The reason is precise: those tasks have a human who can see every input and check every output, and they don't ask the model to form a legal conclusion. The Thomson Reuters 2026 AI in Professional Services report and Deloitte State of AI in the Enterprise 2026 both describe the same squeeze on legal services: real adoption pressure colliding with privilege, confidentiality, and the bar's discomfort with anything that looks like outsourced judgment. That tension doesn't get resolved at the firm level with a policy memo. It gets resolved one workflow at a time, by choosing tasks where the worst-case error is a typo, not a waived privilege.
The trap isn't a weak summary — it's the conflicts check you didn't run
Here's the failure most firms walk into. The pilot "works." Intake summaries come back clean, billing narratives read better, the associates love it. Then someone feeds a new-matter packet into the same tool — and the model has now seen, and possibly logged with a vendor, the identity of a prospective client the firm hasn't run for conflicts yet. Or an intake summary quietly pulls in a paragraph from a co-defendant's privileged file because both matters live in the same folder. The output looked fine. The boundary it crossed was invisible until it wasn't.
So measure the boundary, not the prose. Before you start, write down the baseline you actually care about: matter-opening rework, document-classification errors, the minutes per bill spent on narrative cleanup, and the count of intake items kicked back for missing context like a full party name or jurisdiction. Then run a genuinely boring weekly review of four numbers — attorney approvals, privilege-sensitive exceptions caught, missing or wrong source citations, and any client-facing material held for rewrite. If the firm is generating more first drafts but the rework and exception counts haven't moved, you bought a draft machine, not leverage. Only once those measures have a named owner should you reach for the AI Opportunity Score or the AI ROI Calculator to size the next move.
Govern by the matter, because that's how privilege works
A law firm's access model is already organized the right way — by matter, with conflicts walls — and your AI workflow has to inherit that, not flatten it. The NIST AI Risk Management Framework gives you the spine: write down the intended use, the risk, how you'll measure it, and who's accountable when it goes sideways. The CISA AI data-security best practices tell you how to lock down where confidential records sit, what gets retained, and what a vendor is allowed to keep.

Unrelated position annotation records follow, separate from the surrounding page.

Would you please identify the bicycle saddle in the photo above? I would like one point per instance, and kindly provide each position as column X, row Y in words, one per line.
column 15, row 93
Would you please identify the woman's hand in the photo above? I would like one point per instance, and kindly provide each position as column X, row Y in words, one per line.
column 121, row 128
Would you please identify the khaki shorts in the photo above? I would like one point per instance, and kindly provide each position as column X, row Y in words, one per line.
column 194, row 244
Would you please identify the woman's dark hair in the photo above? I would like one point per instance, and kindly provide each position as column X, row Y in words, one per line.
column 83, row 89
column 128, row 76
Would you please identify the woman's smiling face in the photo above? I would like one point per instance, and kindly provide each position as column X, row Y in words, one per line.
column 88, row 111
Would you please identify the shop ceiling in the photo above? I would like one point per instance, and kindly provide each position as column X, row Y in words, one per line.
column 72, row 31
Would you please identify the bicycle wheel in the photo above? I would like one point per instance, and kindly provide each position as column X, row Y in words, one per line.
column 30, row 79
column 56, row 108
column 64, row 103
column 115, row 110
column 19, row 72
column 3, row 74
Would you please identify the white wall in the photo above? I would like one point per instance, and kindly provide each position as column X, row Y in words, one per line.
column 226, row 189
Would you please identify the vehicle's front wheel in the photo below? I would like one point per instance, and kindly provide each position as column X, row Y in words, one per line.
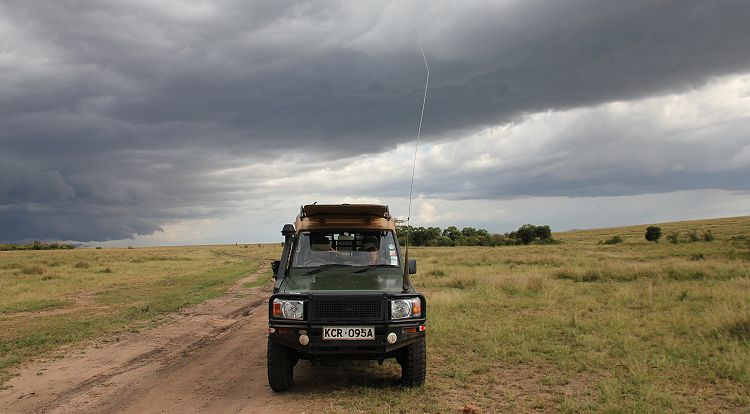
column 281, row 362
column 414, row 363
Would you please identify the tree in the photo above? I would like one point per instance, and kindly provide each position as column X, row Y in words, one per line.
column 453, row 233
column 653, row 233
column 543, row 233
column 526, row 233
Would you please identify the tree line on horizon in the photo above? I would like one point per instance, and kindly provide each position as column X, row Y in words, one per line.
column 470, row 236
column 37, row 245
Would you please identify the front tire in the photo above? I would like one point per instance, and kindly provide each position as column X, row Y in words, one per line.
column 281, row 363
column 414, row 363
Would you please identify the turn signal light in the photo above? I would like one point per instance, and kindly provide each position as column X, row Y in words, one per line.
column 416, row 308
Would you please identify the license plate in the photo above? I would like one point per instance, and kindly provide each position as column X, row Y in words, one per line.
column 348, row 333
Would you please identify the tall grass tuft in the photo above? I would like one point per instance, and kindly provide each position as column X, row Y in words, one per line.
column 739, row 329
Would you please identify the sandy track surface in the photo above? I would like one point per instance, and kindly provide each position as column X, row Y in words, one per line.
column 208, row 358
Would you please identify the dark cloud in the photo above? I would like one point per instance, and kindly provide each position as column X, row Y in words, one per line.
column 116, row 114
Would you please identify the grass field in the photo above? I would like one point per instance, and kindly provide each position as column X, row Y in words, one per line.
column 583, row 327
column 57, row 297
column 573, row 327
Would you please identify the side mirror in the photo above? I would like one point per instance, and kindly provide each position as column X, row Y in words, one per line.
column 275, row 267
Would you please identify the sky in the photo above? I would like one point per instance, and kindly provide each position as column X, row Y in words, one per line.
column 189, row 122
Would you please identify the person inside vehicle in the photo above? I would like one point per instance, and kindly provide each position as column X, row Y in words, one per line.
column 371, row 246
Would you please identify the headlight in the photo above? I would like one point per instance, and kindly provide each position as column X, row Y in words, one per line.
column 405, row 308
column 288, row 309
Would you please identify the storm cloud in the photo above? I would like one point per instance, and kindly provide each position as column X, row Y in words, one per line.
column 118, row 118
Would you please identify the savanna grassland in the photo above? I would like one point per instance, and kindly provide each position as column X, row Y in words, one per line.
column 51, row 298
column 578, row 326
column 584, row 327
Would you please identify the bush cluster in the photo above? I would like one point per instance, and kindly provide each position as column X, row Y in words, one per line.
column 37, row 245
column 691, row 236
column 469, row 236
column 613, row 240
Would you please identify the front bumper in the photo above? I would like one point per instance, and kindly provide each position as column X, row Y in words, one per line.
column 288, row 334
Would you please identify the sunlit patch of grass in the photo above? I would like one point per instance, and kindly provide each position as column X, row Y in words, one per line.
column 125, row 287
column 33, row 305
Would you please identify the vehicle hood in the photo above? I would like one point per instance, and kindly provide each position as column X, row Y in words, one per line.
column 337, row 281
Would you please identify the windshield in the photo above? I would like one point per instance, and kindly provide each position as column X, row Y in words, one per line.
column 352, row 248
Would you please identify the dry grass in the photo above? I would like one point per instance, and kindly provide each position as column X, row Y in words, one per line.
column 55, row 297
column 575, row 327
column 583, row 327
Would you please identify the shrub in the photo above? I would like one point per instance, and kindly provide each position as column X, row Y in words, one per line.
column 708, row 236
column 613, row 240
column 673, row 237
column 653, row 233
column 693, row 236
column 437, row 273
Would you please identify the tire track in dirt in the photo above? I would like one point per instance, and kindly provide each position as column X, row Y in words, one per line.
column 209, row 357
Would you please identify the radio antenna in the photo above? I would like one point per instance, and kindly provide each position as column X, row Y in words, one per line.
column 405, row 285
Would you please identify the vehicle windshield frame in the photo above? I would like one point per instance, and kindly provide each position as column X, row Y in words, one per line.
column 346, row 247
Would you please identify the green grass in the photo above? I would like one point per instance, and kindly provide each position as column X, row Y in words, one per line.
column 74, row 295
column 582, row 326
column 574, row 327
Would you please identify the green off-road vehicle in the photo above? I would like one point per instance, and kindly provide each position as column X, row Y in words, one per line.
column 342, row 292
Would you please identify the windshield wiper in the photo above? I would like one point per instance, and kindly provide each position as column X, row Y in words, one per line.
column 370, row 267
column 323, row 267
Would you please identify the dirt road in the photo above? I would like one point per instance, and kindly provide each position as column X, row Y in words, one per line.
column 208, row 358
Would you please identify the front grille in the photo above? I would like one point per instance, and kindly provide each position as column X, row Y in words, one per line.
column 347, row 308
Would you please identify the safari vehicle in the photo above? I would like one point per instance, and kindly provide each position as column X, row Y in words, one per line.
column 342, row 292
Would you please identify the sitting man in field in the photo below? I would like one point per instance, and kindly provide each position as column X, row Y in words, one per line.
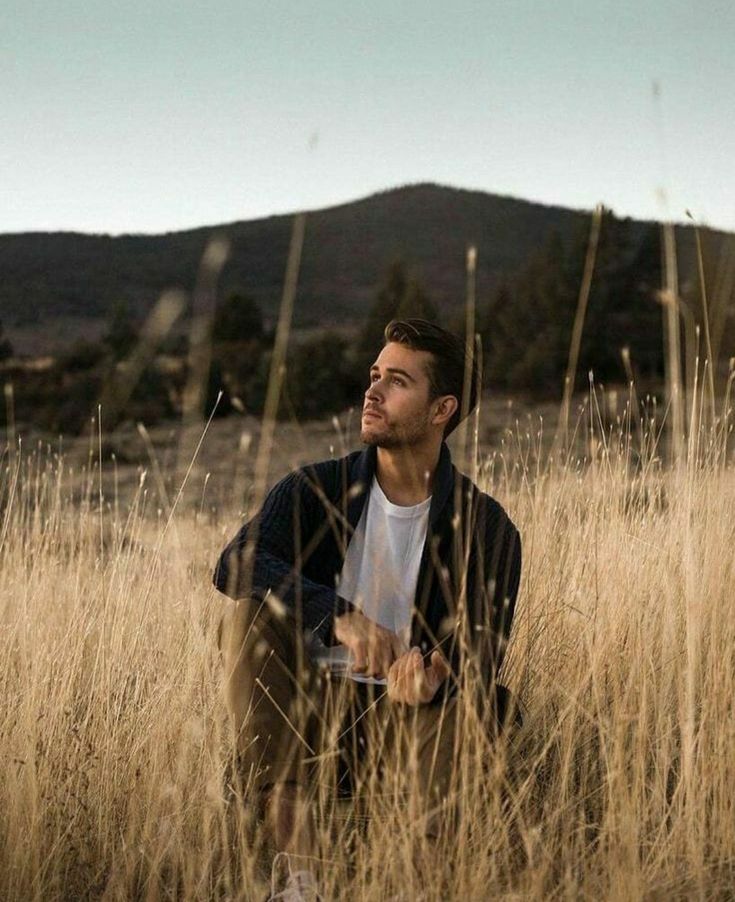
column 371, row 593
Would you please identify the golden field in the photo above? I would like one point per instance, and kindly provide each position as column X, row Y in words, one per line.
column 620, row 785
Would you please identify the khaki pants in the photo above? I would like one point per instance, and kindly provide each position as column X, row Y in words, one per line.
column 295, row 723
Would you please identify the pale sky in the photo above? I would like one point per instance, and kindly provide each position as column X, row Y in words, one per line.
column 155, row 116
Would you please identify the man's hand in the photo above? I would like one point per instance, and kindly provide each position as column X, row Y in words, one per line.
column 412, row 683
column 373, row 647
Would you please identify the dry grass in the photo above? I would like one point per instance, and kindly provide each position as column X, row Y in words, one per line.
column 620, row 785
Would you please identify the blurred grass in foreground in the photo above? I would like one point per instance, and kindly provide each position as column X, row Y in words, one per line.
column 113, row 734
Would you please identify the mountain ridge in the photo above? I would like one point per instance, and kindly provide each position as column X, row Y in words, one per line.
column 347, row 249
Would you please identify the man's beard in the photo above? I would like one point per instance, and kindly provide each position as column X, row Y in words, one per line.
column 389, row 435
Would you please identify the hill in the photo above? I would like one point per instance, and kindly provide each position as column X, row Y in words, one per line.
column 78, row 277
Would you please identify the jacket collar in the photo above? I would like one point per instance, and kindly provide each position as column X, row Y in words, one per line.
column 363, row 470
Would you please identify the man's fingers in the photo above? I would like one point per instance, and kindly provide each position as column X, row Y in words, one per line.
column 360, row 660
column 440, row 666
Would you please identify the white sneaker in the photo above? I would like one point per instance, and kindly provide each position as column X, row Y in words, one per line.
column 300, row 886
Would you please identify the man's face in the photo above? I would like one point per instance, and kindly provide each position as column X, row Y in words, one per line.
column 396, row 409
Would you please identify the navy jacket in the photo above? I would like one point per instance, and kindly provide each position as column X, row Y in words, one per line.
column 468, row 577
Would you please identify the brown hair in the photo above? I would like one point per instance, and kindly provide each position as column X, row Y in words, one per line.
column 446, row 371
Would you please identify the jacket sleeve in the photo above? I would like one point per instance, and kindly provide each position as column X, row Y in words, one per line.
column 267, row 555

Concretely: enforce matter-level permissions so the tool can't read across an ethical wall, keep every output traceable back to the source document it summarized, require attorney sign-off before anything touches a client or a court, and hard-stop the tool out of any matter where a conflict or privilege question is open. Run a single matter type cleanly for a quarter. Prove confidentiality held, the citations checked out, and the attorneys actually trust it — then, and only then, extend the same pattern to an adjacent internal routine. Scaling an ungoverned pilot doesn't multiply the upside; it multiplies the matters at risk.